「君のパートの音が小さければいいハーモニーが奏でられない。だから堂々と!」

 それからは思いきって、芸歴では先輩に当たるメンバーに、ぶつかっていけた。

「ウケないと歌丸師匠が言葉をかけてくださったり、逆に無視して笑いに変えたり、さじ加減が絶妙でした」

■古典落語への愛

「噺家にとって、噺は財産」

 と、歌丸さんは他の落語家があまりやらない噺もサゲや現代ではタブーとなる部分に手を入れて、復活させている。

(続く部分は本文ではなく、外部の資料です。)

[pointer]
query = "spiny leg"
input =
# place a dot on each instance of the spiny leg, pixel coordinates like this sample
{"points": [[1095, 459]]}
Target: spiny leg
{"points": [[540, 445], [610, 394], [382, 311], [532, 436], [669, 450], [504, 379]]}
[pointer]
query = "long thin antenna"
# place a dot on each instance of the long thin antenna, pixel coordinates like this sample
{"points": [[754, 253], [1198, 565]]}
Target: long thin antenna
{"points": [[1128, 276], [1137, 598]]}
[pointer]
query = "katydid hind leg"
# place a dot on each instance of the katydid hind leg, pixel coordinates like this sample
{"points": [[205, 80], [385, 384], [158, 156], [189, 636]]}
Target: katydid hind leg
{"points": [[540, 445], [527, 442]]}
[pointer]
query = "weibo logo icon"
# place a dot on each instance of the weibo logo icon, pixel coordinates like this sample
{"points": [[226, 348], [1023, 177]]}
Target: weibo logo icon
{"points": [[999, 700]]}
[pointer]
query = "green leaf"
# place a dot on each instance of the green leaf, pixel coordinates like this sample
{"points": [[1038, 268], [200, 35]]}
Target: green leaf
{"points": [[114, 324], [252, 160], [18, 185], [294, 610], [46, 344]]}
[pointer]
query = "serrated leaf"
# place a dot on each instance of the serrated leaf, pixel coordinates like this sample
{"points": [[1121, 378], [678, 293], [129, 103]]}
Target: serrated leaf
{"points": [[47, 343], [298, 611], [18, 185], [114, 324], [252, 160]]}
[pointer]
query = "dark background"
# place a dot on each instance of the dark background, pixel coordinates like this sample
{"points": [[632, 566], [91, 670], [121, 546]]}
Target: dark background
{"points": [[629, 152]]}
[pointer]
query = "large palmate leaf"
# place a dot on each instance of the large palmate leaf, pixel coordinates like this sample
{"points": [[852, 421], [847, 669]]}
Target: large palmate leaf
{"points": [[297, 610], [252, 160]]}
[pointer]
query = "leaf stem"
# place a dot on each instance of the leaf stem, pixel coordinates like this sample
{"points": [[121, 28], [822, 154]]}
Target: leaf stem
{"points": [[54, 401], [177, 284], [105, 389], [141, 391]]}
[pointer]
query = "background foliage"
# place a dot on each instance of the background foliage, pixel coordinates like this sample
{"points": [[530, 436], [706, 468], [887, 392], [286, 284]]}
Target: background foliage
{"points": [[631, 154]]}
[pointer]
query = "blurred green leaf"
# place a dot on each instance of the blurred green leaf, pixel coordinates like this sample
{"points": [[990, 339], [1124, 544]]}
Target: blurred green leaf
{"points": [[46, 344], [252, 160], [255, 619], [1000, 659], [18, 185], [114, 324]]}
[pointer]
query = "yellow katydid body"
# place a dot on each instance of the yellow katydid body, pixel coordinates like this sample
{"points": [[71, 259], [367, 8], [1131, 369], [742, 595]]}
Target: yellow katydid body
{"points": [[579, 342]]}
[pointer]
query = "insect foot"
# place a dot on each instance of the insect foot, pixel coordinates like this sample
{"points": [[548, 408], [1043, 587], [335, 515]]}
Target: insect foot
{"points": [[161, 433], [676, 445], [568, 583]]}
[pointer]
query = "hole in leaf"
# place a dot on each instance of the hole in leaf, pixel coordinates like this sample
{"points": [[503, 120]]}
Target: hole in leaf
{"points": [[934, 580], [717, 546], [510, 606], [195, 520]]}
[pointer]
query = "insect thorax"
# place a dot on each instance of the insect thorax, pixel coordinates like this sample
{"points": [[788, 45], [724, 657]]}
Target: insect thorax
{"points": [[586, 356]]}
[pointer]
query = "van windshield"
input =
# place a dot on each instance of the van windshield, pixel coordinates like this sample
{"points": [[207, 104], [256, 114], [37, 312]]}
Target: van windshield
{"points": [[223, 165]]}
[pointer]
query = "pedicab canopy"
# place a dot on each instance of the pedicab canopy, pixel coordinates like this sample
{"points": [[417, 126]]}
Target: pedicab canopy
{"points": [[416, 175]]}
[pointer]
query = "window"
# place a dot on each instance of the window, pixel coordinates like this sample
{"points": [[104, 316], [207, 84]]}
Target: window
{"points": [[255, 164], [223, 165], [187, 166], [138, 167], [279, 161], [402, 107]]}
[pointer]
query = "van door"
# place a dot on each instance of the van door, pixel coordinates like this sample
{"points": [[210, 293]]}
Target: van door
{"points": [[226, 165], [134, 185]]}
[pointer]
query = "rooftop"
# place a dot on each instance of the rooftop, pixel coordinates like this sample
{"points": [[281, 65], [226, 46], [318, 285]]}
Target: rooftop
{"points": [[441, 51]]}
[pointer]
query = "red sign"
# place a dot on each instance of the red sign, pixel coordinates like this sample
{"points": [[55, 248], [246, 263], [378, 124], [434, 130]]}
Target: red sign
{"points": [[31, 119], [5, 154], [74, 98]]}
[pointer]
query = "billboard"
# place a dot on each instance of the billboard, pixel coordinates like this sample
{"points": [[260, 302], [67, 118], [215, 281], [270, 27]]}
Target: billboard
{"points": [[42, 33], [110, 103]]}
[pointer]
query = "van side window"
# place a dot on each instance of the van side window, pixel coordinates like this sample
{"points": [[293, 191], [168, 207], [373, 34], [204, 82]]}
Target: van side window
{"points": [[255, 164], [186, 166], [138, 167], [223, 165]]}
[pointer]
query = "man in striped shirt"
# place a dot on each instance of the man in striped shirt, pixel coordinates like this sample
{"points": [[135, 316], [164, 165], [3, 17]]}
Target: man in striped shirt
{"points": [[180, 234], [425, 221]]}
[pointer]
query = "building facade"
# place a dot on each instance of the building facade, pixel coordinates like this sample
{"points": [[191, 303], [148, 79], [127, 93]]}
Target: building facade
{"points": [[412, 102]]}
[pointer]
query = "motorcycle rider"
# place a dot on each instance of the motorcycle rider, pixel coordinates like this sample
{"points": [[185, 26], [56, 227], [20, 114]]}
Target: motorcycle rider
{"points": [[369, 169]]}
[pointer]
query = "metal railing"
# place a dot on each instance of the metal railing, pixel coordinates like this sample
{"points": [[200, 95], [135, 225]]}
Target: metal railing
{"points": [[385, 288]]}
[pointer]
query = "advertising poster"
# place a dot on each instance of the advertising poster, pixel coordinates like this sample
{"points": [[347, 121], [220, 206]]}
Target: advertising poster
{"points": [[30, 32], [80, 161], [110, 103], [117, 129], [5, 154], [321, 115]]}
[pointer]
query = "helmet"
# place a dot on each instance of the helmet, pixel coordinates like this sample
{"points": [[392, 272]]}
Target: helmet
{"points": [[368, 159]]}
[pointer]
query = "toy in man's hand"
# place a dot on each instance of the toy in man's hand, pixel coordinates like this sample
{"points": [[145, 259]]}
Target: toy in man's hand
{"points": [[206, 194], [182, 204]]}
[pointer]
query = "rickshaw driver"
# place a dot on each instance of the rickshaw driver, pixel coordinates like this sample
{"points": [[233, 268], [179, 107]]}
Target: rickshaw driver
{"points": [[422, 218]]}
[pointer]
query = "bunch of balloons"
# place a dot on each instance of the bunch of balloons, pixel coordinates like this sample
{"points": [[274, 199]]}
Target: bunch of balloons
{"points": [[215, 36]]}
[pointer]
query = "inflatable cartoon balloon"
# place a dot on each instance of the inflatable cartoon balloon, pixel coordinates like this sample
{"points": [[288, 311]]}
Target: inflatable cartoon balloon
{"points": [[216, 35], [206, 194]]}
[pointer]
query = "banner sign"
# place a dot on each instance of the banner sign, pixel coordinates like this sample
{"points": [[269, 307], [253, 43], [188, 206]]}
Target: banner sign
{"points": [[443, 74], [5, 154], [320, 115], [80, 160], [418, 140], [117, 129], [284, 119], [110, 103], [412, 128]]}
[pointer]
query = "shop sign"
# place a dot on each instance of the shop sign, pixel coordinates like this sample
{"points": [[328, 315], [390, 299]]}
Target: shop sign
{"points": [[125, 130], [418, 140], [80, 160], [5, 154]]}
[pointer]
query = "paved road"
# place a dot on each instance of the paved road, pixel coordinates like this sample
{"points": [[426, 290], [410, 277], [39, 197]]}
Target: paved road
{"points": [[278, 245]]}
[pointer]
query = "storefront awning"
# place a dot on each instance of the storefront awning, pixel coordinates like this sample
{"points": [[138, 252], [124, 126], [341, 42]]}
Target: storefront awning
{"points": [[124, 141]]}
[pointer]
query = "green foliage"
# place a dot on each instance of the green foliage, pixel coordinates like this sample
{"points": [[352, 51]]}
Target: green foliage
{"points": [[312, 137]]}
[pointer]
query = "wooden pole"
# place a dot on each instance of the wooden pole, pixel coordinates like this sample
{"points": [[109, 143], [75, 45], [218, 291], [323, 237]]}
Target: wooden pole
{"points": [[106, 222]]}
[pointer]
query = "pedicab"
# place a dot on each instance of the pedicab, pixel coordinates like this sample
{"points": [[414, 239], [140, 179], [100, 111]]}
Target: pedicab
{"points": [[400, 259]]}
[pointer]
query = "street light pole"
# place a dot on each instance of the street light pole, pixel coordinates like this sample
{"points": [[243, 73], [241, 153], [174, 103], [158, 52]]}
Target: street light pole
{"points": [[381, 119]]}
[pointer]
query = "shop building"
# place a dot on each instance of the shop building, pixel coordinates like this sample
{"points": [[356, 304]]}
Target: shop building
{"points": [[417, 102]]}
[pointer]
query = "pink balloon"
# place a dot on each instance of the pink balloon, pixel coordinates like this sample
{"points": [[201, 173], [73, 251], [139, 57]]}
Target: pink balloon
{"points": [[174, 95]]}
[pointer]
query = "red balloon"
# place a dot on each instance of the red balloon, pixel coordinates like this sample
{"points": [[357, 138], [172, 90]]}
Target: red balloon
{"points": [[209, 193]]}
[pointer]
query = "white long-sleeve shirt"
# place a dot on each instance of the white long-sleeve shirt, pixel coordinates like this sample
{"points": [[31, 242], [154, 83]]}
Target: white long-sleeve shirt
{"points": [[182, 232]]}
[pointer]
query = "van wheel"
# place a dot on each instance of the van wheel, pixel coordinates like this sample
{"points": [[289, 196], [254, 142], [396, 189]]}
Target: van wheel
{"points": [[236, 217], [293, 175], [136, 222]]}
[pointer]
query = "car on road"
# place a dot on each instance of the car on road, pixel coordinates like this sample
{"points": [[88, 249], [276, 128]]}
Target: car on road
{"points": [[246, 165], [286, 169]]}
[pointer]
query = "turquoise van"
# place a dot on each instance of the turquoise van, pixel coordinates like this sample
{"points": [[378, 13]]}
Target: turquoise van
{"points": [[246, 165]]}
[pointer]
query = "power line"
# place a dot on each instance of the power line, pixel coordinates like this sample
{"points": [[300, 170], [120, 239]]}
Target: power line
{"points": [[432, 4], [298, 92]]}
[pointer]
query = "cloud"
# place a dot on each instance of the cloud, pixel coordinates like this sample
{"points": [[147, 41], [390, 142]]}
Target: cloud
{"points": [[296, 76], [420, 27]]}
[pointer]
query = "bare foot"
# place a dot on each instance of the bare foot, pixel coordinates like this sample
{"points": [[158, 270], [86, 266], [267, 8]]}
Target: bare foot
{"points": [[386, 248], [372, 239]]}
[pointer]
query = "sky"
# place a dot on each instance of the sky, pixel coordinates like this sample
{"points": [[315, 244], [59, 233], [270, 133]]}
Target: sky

 たとえば『後生鰻』では、最後に赤ん坊を川へ放り込むのだが、現代ではお客さんがひいてしまう。そこで歌丸さんは、自分のおかみさんを川に投げる、ユーモラスなものに変えた。

 2004年から落語芸術協会の会長に就任、尽力した。「若手がやりやすくするのが協会の仕事」と、若手への目配りをかかさなかった。

 上方落語ではあるが、桂文枝さんも「何度も私の独演会を助けていただきました。必ず師匠は約束を違えず来てくださいました。最後の最後まで現役であり続けた師匠。酸素ボンベを後ろに置いてまで落語を演じた噺家は後にも先にも師匠しか知りません」と感謝をのべる。